The unhappy and terrified Mantuan can no longer guide his horse. He constantly turns his head, he casts affrighted glances at all the thickets along the road, at all the hedges and hovels, fearing, any moment, to see emerge some hidden Austrians.

His fears increase at every turn of the road and he almost swoons, when, in the silence of the night we are surprised with a shot from a guard, whom we do not see on account of the darkness. His terror knows no limit when we almost collide with a large, wide open umbrella which we vaguely catch sight of at the side of the road near a path leading to Volta. That poor umbrella, riddled with bullets and balls was, probably, a part of the baggage of some canteen-woman who had lost it during the storm of the twenty-fourth.
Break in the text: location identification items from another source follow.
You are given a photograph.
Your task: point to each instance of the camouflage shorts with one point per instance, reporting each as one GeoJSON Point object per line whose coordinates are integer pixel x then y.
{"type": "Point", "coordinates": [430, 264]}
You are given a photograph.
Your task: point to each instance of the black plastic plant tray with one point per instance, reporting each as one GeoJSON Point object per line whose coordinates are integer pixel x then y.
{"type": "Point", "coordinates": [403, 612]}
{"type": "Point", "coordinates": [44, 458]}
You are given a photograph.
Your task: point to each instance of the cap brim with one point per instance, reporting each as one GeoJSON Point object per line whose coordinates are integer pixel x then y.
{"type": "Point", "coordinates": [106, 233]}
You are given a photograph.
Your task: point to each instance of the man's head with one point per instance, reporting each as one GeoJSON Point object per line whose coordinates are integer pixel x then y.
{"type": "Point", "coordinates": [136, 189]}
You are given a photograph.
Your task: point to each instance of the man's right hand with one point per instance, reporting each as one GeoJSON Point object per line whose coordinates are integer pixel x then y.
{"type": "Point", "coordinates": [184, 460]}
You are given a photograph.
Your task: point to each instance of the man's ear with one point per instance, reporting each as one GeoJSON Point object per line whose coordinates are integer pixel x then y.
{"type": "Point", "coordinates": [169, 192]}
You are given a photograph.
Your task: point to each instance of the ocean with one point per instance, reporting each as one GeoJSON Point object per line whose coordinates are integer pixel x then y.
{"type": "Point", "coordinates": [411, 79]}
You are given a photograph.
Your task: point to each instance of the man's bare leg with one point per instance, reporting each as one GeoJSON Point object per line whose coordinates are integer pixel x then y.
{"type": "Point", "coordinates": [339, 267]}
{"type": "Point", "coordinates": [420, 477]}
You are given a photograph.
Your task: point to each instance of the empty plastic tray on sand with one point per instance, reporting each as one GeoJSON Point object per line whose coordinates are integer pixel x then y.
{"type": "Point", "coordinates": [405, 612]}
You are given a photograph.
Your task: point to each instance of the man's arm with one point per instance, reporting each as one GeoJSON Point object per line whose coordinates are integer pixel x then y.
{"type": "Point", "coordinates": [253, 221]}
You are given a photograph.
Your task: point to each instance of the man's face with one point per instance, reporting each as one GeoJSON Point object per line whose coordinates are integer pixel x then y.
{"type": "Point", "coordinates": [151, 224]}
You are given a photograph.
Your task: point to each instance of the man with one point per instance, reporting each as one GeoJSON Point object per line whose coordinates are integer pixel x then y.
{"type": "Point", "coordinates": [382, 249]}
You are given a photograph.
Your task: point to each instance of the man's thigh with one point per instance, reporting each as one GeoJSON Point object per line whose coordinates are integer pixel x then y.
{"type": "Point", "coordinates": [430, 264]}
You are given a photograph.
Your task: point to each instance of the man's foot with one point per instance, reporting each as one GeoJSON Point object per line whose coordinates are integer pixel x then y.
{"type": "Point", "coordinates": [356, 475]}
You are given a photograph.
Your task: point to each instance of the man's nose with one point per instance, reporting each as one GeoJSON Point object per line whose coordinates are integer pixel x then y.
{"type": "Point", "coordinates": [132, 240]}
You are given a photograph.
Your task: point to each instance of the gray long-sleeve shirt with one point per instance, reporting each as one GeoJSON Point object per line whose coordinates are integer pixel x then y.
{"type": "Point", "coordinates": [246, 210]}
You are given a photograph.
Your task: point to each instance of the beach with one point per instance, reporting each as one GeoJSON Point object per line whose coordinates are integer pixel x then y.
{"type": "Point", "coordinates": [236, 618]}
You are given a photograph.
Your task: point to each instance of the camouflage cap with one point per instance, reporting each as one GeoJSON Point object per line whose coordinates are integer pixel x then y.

We were retracing the road to reach Borghetto. It was after 11 o'clock. We were making the horse gallop and our modest vehicle rolled across the space, almost without noise, on to the Strato Cavallara, when cries of "Who goes there? Who goes there? Who goes there? or I fire," came like a bolt from the mouth of an invisible sentinel. "France," replies immediately a loud voice, which adds, in giving his rank: "Corporal in the First Engineer Corps, Company Seventh." "Go on," is the reply. Without this presence of mind of the corporal we would have received a shot almost in the face.

Finally, at a quarter before twelve we reach, without other adventure, the first houses of Borghetto.

All is dark and silent. However, a light shines on the ground floor of a house on the principal street, where are at work in a low room the accounting officers. Although embarrassed in their work and very much astonished at our appearance at such an hour, they treat us very kindly. A paymaster, Signor Outrey, gives me a cordial invitation to be his guest. His orderly brings a mattress on which I throw myself, completely dressed, to rest for several hours, after drinking some excellent bouillon, which seems to me the more delicious as I am hungry and for several days have eaten nothing even passable. I can sleep quietly, not being, as in Castiglione, suffocated with fetid exhalations and tormented with the flies, which though satiated with corpses, attack also the living.

The corporal and the driver settled themselves simply in the carriage, remaining in the street, but the unfortunate Mantuan, always in great terror, could not shut his eyes during the whole night and the next day he was more dead than alive.

Tuesday, the twenty-eighth, at six in the morning I was received most kindly by Marshal MacMahon. At ten o'clock I was on the way to Cavriana. Soon after I entered the modest house, since historic, for there was lodged the Emperor Napoleon.

At three o'clock in the afternoon I found myself once more in the midst of the wounded of Castiglione, who expressed their joy at seeing me again.

The thirtieth of June I was in Brescia.